Are You Uneducated about Finances?
National Bureau of Economic Research
There is more bad news according to a recent survey done by the National Bureau of Economic Research. The survey, titled “Financial Literacy among the Young” showed that fewer than 33% of young adults from 20 to 30 years of age have a basic knowledge of interest rates, inflation and how to control investment risk. The survey indicated people are willing to learn, but don’t know some of the most basic financial issues.
If you think you’re one of the people that has a lot to learn about finances, you better do your homework, post haste. We got some tips for financial management for you. Even a basic understanding can make a huge difference later on up the road.
Your budget is key
You may be tired of hearing about the budget, but the budget is Number One when it comes to finances. You should be aware of how much you make, how much you spend, and the surplus or deficit left every month. The easiest way to do this is to either write everything down in a notebook or find some online software that can help. Mint.com is a website where you can keep track of your own budget. Once you figure out whether or not you have a surplus or deficit at the end of your accounting period, you can start cutting back on unnecessary expenditures.
Build up savings
Your parents were right: Cash is king. Parents in generations past knew you had to put money aside. Somewhere along the way, we forgot the value of saving and became enamored of credit. We started spending more than we really had. How do you fix that? Start saving again, just like your parents did. The best thing to do is take a percentage out of your paycheck and set it away before spend money on anything else.

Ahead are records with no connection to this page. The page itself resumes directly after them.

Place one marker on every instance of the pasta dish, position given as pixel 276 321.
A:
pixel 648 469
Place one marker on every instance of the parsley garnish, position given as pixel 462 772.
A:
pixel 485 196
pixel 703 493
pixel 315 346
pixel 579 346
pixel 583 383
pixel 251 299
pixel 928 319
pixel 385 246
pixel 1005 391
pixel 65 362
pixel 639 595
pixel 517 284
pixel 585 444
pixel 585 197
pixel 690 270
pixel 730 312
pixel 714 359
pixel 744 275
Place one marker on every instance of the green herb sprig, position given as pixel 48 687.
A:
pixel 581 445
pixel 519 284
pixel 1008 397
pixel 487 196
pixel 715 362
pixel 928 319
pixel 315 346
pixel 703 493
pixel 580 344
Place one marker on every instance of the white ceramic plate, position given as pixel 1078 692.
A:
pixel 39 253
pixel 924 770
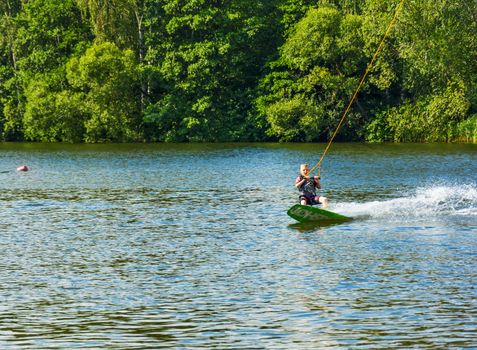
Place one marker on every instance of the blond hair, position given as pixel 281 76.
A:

It’s not always wise to use credit
Credit-card debt is a huge expense for a lot of families, and it can cause enormous problems. The best things to do with credit cards, is to use the buggers for occasional small purchases. Then pay them off right away. Costs of credit are FAR too much to have any kind of balance for long. Even if you have a relatively low interest rate, you are still paying much more than you would if you paid with cash.
Plan for retirement
The Roth IRA is a great retirement-planning tool. It’s a flexible and tax-free retirement plan. Typically, a lot of workplaces have an IRA available, and take advantage if your company offers matching contributions. If your company can’t or won’t match your IRA, stick with a Roth IRA.
Insure yourself
For anyone with young children or other dependents, life insurance is a necessity. A general rule of thumb is to have enough life insurance to cover eight to ten times your current annual income. That may sound like a lot, but it isn’t. When you die, your loved ones, especially young children, will need money to get by. If you make $ 80,000 a year, for example, you should buy $ 800,000 of coverage. If your family has to live on that money for 15 years before they are old enough to manage by themselves, that’s only $ 53,333 a year.
Managing finances wisely
If we’ve learned just one thing from this recession, it is that wise decisions are key to surviving a tumultuous economic market. Although things are on the upswing right now, that doesn’t mean that things are back to normal. People stuck in debt before the recession began don’t have the luxury of waiting to sort their finances out. It’s better to get to hard task of analyzing your spending, and changing them right away. Your financial future depends on it.